|SHI, XIAOLEI - North Carolina State University|
|XIA, ZHOUTONG - North Carolina State University|
|SANDEEP, K - North Carolina State University|
Submitted to: LWT - Food Science and Technology
Publication Type: Peer Reviewed Journal
Publication Acceptance Date: 10/27/2016
Publication Date: 10/27/2016
Citation: Shi, X., Davis, J.P., Xia, Z., Sandeep, K.P., Sanders, T.H., Dean, L.L. 2016. Characterization of peanuts after dry roasting, oil roasting, and blister frying. LWT - Food Science and Technology. 75:520-528.
Interpretive Summary: Peanuts must be cooked in some way before they are consumed. The three most common preparation techniques are dry or oven roasting, deep frying or oil roasting, and blister frying which is oil roasting after the raw peanuts have been soaked in water. Each process results in a unique final product. This research evaluated the final products after cooking for their color, texture, microstructure and flavor. The change in flavor due to onset of staleness was also evaluated to determine which process results in peanuts staying fresh longer. It was found that oil roasted peanuts retained fresh flavor longer than dry roasted ones. This was attributed to the different changes in water content with cooking.

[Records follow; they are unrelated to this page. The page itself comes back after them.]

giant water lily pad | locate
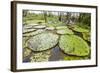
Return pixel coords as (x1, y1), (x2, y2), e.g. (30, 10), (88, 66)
(30, 50), (51, 62)
(82, 32), (91, 42)
(56, 26), (74, 34)
(64, 56), (89, 60)
(56, 26), (68, 30)
(46, 26), (55, 30)
(57, 29), (74, 34)
(23, 29), (45, 37)
(34, 25), (46, 29)
(73, 26), (89, 32)
(59, 35), (90, 56)
(23, 28), (36, 33)
(28, 32), (59, 51)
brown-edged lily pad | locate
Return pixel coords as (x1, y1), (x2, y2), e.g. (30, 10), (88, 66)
(28, 32), (59, 51)
(23, 29), (45, 37)
(59, 35), (90, 56)
(56, 26), (74, 34)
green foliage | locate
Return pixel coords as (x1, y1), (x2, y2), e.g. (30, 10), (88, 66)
(30, 50), (51, 62)
(56, 26), (74, 34)
(28, 32), (59, 51)
(23, 10), (91, 62)
(72, 26), (89, 32)
(59, 35), (90, 56)
(64, 56), (88, 60)
(79, 13), (91, 26)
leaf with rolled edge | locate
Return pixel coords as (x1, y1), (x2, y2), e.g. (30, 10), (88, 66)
(28, 32), (59, 51)
(59, 35), (90, 56)
(72, 26), (89, 32)
(56, 26), (74, 34)
(23, 29), (45, 37)
(57, 29), (74, 34)
(82, 32), (91, 42)
(64, 56), (89, 60)
(23, 28), (36, 34)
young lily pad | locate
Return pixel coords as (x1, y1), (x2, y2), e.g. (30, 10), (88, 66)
(28, 32), (59, 51)
(73, 26), (89, 32)
(34, 25), (46, 29)
(23, 28), (36, 33)
(23, 29), (45, 37)
(23, 24), (33, 29)
(30, 50), (51, 62)
(46, 26), (55, 30)
(64, 56), (89, 60)
(59, 35), (90, 56)
(57, 29), (74, 34)
(23, 47), (32, 58)
(56, 26), (68, 30)
(82, 32), (91, 42)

Technical Abstract: Peanuts were systematically deep fried, blister fried, or dry roasted at 177°C to Hunter L-values of 53 ± 1, 48.5 ± 1, and 43 ± 1, corresponding to light, medium, and dark roasting, respectively. Thermal modifications of the epidermal and parenchyma cells were observed in the scanning electron microscopic images for processed peanuts, compared to raw peanuts. Peanut microstructure was most extensively damaged by blister frying, followed by deep frying, and then dry roasting. The moisture content decreased with increased surface color, due to more moisture loss with longer heat processing time. For light roasting, blister fried peanuts had significantly higher moisture contents than the deep fried and dry roasted peanuts, while for medium and dark roasting, blister fried had lower moistures than the other two. Descriptive sensory analysis was able to distinguish the flavor and texture profiles of peanuts prepared by different roasting methods. In storage testing throughout 16 weeks, peroxide value measurements indicated the blister fried peanuts had the longest shelf life, followed by the dry roasted, and then the deep fried. Descriptive sensory analysis proved that the rate of the loss of roast peanut flavor during storage was faster in dry roasted peanuts followed by blister fried and deep fried.